Even #AgentCarter, who is such a popular character she got her own TV show and repeatedly pops up in the Marvel movies, was replaced in Steve's affections by her own niece, Sharon, in a romantic subplot that felt awkward at best, and downright forced at worst.
And then there's the rest: Hope Van Dyne was forbidden from donning her own father's supersuit so that rookie Scott Lang could become a hero instead. Granted, she'll finally become the Wasp in the upcoming The Ant-Man & The Wasp — but she will not appear in #InfinityWar for unknown reasons. More recently, #DoctorStrange's Christine Palmer falls into this trap, as instead of using Stephen Strange's main love interest from the comics — the supremely powerful sorceress Clea — the writers chose a relatively unknown human character.

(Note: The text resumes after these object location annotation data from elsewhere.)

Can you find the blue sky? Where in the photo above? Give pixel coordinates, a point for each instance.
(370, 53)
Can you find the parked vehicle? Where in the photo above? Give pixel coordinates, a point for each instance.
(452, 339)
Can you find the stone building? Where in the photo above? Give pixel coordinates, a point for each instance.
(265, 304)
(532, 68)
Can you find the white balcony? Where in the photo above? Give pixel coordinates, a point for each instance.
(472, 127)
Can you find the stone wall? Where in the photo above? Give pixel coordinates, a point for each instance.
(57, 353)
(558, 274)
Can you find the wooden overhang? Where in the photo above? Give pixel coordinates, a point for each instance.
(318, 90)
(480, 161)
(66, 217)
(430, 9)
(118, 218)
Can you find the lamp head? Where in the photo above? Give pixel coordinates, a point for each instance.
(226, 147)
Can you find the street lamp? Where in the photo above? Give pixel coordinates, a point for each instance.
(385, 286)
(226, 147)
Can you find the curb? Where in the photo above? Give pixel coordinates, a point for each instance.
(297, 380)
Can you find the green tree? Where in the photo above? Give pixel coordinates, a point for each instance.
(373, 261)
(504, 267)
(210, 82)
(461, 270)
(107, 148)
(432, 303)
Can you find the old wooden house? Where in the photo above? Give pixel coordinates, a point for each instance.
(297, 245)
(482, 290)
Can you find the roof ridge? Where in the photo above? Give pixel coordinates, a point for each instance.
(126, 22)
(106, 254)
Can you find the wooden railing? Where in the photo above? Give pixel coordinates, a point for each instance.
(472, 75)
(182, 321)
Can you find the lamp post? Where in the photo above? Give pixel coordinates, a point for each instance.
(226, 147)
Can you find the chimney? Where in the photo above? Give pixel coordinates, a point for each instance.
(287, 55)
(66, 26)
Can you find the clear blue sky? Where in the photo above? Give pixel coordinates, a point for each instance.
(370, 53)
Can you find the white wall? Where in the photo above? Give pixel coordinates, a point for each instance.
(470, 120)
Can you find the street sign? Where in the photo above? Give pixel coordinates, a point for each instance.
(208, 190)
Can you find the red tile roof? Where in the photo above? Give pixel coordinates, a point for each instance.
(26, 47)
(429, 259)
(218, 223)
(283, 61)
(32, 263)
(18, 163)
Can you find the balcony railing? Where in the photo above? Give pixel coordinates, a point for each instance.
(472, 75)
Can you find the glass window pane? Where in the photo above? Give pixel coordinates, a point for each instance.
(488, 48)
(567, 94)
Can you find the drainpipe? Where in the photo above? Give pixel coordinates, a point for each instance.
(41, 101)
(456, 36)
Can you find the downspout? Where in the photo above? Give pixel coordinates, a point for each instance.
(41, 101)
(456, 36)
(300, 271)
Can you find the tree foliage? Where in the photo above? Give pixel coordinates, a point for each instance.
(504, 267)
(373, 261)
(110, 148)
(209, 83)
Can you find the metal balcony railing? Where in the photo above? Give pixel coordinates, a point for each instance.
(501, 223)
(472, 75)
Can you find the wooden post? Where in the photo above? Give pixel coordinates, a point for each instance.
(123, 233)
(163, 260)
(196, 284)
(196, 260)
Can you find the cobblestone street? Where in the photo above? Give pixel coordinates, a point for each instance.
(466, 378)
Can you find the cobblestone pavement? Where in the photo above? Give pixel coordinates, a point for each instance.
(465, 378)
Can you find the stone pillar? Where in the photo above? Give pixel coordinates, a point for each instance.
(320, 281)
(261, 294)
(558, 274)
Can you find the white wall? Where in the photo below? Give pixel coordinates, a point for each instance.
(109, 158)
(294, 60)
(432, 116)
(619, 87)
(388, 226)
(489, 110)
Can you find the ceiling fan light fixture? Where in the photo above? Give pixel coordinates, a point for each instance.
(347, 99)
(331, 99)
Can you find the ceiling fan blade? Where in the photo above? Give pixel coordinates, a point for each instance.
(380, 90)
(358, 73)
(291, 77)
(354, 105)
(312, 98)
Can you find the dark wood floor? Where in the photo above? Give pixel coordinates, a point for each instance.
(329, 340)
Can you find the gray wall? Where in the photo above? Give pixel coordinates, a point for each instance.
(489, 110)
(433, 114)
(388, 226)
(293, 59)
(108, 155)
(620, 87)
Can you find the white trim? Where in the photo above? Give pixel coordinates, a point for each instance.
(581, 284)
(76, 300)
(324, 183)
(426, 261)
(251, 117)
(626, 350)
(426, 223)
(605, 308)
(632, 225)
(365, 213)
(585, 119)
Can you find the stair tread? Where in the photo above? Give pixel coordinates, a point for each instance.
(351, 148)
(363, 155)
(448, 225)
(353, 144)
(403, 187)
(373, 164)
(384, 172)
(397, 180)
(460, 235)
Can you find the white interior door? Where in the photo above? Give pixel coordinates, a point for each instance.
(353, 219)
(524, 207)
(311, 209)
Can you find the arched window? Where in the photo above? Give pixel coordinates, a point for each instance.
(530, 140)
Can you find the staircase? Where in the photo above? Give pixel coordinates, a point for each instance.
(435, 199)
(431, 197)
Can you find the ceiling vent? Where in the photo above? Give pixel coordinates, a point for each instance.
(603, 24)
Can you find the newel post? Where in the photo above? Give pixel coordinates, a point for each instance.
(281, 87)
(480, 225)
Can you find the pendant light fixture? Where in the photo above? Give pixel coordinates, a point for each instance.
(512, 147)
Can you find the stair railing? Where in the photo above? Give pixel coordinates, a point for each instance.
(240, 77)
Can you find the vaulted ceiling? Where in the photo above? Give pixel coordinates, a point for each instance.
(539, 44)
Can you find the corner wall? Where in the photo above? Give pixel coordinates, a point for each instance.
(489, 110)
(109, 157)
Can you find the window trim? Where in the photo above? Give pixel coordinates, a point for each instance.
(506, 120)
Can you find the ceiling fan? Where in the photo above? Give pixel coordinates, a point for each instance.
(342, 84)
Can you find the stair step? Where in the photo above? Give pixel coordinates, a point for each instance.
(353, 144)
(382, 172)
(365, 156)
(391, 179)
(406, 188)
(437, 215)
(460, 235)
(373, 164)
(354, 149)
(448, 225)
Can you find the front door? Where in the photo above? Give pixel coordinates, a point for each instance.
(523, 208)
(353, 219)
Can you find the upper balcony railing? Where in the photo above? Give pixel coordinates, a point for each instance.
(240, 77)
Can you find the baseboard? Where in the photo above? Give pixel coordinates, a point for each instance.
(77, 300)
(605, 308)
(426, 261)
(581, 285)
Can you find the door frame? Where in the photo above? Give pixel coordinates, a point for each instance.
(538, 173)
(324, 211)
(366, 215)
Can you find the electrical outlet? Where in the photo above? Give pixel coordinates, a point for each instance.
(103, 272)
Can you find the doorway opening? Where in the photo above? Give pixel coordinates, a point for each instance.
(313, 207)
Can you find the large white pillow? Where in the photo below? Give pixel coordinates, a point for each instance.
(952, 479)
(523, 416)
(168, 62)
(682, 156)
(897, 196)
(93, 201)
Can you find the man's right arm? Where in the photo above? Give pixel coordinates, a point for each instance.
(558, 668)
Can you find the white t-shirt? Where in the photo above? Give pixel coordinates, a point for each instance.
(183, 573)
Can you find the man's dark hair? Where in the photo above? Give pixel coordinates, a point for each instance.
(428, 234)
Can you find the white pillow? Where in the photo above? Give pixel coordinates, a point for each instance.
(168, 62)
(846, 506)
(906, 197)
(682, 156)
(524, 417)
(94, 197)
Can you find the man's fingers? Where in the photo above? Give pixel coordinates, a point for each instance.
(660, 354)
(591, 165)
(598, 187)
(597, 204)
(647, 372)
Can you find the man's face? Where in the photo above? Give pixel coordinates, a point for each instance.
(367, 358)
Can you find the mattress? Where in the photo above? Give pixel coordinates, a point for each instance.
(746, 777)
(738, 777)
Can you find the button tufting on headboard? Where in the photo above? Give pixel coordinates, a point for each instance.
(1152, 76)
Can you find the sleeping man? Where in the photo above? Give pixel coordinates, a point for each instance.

Of course, not all Marvel women are relegated to disposable love interest status. Maria Hill has a recurring role in the Avengers movies as well as popping into Agents of S.H.I.E.L.D. — and the TV shows do have a fantastic array of female heroes like Quake and Jessica Jones.
And there does seem to be a shift in the Marvel movies, with Scarlet Witch helping to balance out the Avengers' gender inequality, while Guardians of the Galaxy Vol. 2 will introduce Mantis as well as making fan-fave Nebula part of the team. Interestingly, both Guardians 2 and Ragnarok have women as the main villains, which is the first time this has happened in the history of the MCU.
However, it's still sad to see Marvel cast aside past female characters, using their love interest status as justification to write them out offscreen and replace them with another woman. While Natalie Portman is well within her rights to quit, she hasn't written off returning later on — so it's a shame to hear Kevin Feige brush off Jane's character as just not worthy enough for Thor.
Are you disappointed that Jane Foster won't appear in 'Ragnarok'?